Métamorphoser les Métamorphoses, évider Ovide. Purger le mythe en le poussant au bout de sa logique pour mettre fin à la malédiction d’Écho, au malheur d’aimer sans retour. Maladie nous guette tous, nous qui risquons de voir en quiconque l’objet du désir malheureux comme l’écrit la machine à mots en citant Racine dans une formule de Phèdre regenrée :  « Que dis-je ? Elle n’est pas morte puisqu’elle respire en vous. ». Comment donc délivrer Écho sans Deliveroo qui livre du « à réchauffer » …chauffer aux ondes ? En délivrant l’amour lui-même, en osant en faire un Déjeuner sur l’herbe ou pourquoi pas un joyeux pique-nique ! « Love is a picnic ». Perdition, réparation, résurrection …érection. Alors Écho renaitrait sans répétition pathologique …logique. Alors le lapsus chevelü cesserait d’être un accident dans la chaine signifiante du désir pour devenir son étoffe …sans voix off.  
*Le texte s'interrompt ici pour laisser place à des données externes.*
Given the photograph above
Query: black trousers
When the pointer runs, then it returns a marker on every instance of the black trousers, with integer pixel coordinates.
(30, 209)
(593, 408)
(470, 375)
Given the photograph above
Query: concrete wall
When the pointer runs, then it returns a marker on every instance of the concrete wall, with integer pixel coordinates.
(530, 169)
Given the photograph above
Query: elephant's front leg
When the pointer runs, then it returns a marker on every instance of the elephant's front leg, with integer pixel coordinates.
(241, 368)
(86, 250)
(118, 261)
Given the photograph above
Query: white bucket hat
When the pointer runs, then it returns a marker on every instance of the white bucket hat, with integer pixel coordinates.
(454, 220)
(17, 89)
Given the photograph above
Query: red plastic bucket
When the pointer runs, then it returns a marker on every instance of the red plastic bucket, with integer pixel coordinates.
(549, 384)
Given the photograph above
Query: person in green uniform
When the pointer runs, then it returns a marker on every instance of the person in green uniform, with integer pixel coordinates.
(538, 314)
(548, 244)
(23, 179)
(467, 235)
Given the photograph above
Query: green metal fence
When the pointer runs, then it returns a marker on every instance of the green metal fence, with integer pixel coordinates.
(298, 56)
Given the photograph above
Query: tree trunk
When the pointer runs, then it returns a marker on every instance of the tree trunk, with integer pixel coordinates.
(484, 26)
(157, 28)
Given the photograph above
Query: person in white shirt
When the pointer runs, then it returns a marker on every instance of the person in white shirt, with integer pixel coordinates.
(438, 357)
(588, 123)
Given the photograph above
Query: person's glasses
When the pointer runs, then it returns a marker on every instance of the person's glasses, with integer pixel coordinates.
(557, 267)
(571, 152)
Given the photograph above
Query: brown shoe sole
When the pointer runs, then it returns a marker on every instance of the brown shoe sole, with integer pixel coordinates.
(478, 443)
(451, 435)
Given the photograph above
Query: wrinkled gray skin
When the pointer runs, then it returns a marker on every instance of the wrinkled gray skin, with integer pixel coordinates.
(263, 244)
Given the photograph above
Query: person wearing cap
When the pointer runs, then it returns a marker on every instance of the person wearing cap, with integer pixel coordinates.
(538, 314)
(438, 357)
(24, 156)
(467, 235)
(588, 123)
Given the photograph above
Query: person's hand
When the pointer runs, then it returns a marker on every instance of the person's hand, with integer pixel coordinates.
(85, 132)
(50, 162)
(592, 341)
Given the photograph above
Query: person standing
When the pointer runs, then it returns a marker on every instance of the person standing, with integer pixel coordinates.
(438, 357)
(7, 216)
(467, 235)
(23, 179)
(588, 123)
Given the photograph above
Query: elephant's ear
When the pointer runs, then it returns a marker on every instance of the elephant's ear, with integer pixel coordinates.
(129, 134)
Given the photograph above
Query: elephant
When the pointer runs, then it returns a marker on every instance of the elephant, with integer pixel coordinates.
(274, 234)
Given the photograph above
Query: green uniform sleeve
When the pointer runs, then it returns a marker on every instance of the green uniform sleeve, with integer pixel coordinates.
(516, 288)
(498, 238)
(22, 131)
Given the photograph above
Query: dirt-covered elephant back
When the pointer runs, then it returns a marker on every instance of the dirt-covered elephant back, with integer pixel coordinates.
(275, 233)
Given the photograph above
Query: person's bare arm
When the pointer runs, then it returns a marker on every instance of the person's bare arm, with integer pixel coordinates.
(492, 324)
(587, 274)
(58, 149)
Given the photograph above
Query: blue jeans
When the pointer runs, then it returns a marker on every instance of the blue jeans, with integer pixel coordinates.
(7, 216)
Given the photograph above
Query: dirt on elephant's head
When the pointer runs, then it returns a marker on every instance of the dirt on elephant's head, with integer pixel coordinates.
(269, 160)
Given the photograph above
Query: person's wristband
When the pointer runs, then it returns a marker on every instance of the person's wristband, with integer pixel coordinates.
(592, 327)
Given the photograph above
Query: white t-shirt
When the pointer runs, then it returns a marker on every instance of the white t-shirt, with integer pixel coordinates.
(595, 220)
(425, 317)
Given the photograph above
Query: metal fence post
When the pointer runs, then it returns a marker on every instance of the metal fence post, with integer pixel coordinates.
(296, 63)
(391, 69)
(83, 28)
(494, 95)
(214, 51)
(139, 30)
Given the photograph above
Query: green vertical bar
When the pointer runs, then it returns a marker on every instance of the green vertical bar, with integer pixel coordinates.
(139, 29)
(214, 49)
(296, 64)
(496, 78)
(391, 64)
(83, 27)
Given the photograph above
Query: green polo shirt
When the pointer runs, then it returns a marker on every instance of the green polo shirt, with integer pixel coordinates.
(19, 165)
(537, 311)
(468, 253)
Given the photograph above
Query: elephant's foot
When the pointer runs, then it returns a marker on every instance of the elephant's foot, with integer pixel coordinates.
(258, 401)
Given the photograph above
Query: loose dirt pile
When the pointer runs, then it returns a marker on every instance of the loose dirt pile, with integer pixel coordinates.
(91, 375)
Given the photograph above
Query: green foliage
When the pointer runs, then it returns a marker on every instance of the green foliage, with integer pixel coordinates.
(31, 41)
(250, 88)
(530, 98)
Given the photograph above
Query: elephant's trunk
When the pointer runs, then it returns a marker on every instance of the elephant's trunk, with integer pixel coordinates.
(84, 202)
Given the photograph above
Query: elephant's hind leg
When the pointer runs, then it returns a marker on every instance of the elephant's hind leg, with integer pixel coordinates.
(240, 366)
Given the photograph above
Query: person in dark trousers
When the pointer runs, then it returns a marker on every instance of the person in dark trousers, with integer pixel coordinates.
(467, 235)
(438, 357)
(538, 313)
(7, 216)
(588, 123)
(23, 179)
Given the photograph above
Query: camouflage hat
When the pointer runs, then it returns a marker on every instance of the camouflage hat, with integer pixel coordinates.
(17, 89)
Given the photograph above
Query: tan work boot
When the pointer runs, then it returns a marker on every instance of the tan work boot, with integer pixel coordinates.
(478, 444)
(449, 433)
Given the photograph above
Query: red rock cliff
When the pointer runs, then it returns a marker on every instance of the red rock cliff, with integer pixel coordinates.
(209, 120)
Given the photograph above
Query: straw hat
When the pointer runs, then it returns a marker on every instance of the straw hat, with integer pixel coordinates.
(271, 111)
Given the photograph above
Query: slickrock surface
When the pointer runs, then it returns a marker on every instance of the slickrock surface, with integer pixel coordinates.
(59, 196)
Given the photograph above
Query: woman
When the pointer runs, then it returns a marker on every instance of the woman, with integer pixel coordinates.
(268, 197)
Le spectacle de Vanasay Khamphommala, auteure, metteuse en scène et interprète très performante est d’une grande justesse et force poétique. C’est aussi une œuvre politique car une libération de l’amour plus encore que la libération sexuelle affecterait les normes de l’ordre social, lequel se nourrit d’une mythologie de l’amour-fidélité, de l’amour-service, de l’amour-souffrance appliquée à divers domaines, famille, travail, patrie, pouvoir, etc… tes rats.

Superbe spectacle baroque, en se souvenant que le baroque est du classicisme subverti, rendu fou par un excès d’ornementation. Dans le baroquisme de Vanasay Khamphommala se dégage une vraie esthétique classique présente par exemple dans la posture d’Écho, immobile dans sa nudité pudique à l’image de la Vénus de Botticelli. Et l’on pourrait y trouver maints autres aspects classico-baroques …rock. Autre exemple : la fameuse règle des trois unités du théâtre classique. Celui contemporain s’en est affranchi mais Écho la respecte en la déjouant. Un même temps : les quatre-vingt-dix minutes de la performance théâtrale, comme un happening, un événement ; un même lieu : le plateau et tout ce qui s’y passe de surprises et d’excès dramatiques ; une même action : interroger mal d’aimer dans une perspective post-genres et dans la dynamique d’une révolution esthétique au sens grec « de la sensibilité ». Dernière indication du classicisme revisité de Vanasay Khamphommala : Écho est le quatrième opus d’une tétralogie comprenant Vénus et Adonis (2015), Orphée Aphone (2019) et Le Bain de Diane (2020).

Si jamais vous parvient cet écho de ce qui se passe sur les Plateaux Sauvages et sous l’inspiration folle et pertinente de Vanasay Khamphommala, n’ayez pas peur de répondre à l’appel et de vous y rendre !

Jean-Pierre Haddad

Les Plateaux Sauvages,5 rue des Plâtrières, 75020 Paris. Du 19 au 24 septembre. Tournée 2022-2023 à venir  

À partir de 16 ans. Avertissement : La performance comporte de la nudité et des actions susceptibles de heurter la sensibilité de certains publics.